(Salaberry-de-Valleyfield) L’exécutif du Parti québécois écarte pour le moment l’idée de changer le nom de la formation politique.

Martin Croteau Martin Croteau
La Presse

Une esquisse des nouveaux statuts du parti, rendue publique mercredi par le présidente Gabrielle Lemieux, précise d’entrée de jeu que « Le nom du parti est : ‘Parti québécois’. »

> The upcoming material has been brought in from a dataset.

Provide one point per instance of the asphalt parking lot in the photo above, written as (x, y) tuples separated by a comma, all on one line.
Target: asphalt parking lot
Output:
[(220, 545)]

Après sa défaite électorale de l’an dernier, le parti a mené des consultations afin de réviser ses statuts et repenser son action politique. Sa direction s’est dite ouverte à changer de nom et de logo, si tel est le souhait des militants.

Or, après une consultation en ligne auprès de 4500 personnes et plusieurs mois de délibération, la direction du parti n’a pas recommandé cette possibilité à ses membres. Du moins, pas pour le moment.

« Ce n’est pas une décision définitive », a précisé Mme Lemieux.

Le Parti s’active à repenser de fond en comble son action politique. Il a publié mercredi une « déclaration de principes » qui replace l’indépendance au cœur de ses priorités. La discussion sur le nom et l’image sera remise à plus tard, lorsque les nouvelles orientations auront été avalisées par les membres.

« On va regarder cette question – l’image de marque, le nom, le logo – parallèlement à tout ça, a indiqué Mme Lemieux. Mais on ne peut pas non plus mettre la charrue devant les bœufs et faire un changement dans notre marque de commerce avant d’avoir réellement changé le fondamental. »

Réunis à Salaberry-de-Valleyfield, des députés du PQ ont réitéré leur attachement au nom de leur formation politique.

« J’aime le nom Parti québécois, a indiqué Harold LeBel, député de Rimouski. Je suis un gars de la famille du PQ, je suis là depuis longtemps et j’aime ce nom-là, je m’identifie à ce nom-là. »

Sylvain Gaudreault, qui envisage de briguer la direction du parti, convient que la discussion sur le changement de nom est « émotive » mais somme toute secondaire.

« C’est une question qui est importante, mais qui est quand même accessoire par rapport au fond des choses, a-t-il expliqué. Le fond des choses, ça veut dire qui nous sommes, où allons-nous, qu’est-ce que nous voulons appuyer, défendre et présenter comme principe. »

L’indépendance d’abord

La déclaration de principe rendue publique mercredi tient sur deux pages. Elle édicte quatre principes qui guideront l’action du parti : liberté, justice et équité, nationalisme ainsi que protection de l’environnement.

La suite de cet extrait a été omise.